“The great political achievement of the modern era – stable representative democracy – is everywhere under attack,” write the organizers of the tenth annual International Conference on Crises of Democracy, to be hosted by the Hannah Arendt Center at Bard College on Thursday, and Friday, October 12 and 13 in Olin Hall. “Hannah Arendt knew that democracy is tenuous. In 1970 she famously wrote: ‘Representative government is in crisis today, partly because it has lost, in the course of time, all institutions that permitted the citizens’ actual participation, and partly because it is now gravely affected by the disease from which the party system suffers: bureaucratization and the two parties’ tendency to represent nobody except the party machines.’”
If this sounds familiar, the conference organizers direct your attention to a worldwide rebellion against liberal democracy taking place in Hungary, Russia, Turkey, other countries across Europe and closer to home as well. “In the United States, president Donald J. Trump channels the voices of the self-described disenfranchised. Representative governments everywhere are shown to be corrupt, inefficient and undemocratic.”

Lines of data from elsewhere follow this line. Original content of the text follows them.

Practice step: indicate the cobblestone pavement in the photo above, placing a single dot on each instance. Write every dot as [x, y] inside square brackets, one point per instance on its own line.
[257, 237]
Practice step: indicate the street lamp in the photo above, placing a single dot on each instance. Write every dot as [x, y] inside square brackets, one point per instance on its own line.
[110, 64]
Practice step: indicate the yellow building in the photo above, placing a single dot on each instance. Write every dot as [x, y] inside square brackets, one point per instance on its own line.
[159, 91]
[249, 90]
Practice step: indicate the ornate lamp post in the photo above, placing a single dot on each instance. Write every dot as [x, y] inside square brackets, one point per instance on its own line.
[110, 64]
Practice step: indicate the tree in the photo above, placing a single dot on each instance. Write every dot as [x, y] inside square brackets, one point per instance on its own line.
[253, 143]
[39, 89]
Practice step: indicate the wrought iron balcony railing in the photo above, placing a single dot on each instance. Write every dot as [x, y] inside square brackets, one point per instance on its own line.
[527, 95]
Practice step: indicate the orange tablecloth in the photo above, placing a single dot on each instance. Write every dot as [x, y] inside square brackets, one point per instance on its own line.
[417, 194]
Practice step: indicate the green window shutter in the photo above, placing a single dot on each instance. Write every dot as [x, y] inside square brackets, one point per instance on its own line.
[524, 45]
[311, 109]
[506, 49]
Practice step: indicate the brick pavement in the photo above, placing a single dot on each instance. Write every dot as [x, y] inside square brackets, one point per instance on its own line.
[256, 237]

The two-day conference, “Crises of Democracy: Thinking in Dark Times,” asks: Is there a worldwide rebellion against liberal democracy? It features authors Teju Cole, Masha Gessen and John Jeremiah Sullivan, as well as New York Review of Books editor Ian Buruma, Wall Street Journal columnist Walter Russell Mead, 2016 congressional candidate Zephyr Teachout, Occupy Wall Street co-creator Micah White and artist Tania Bruguera. For a full conference schedule, biographies of featured speakers and registration information, visit http://hac.bard.edu/con2017. For more information or questions about the conference, e-mail arendt@bard.edu or call (845) 758-7878. Bard College is located in Annandale-on-Hudson.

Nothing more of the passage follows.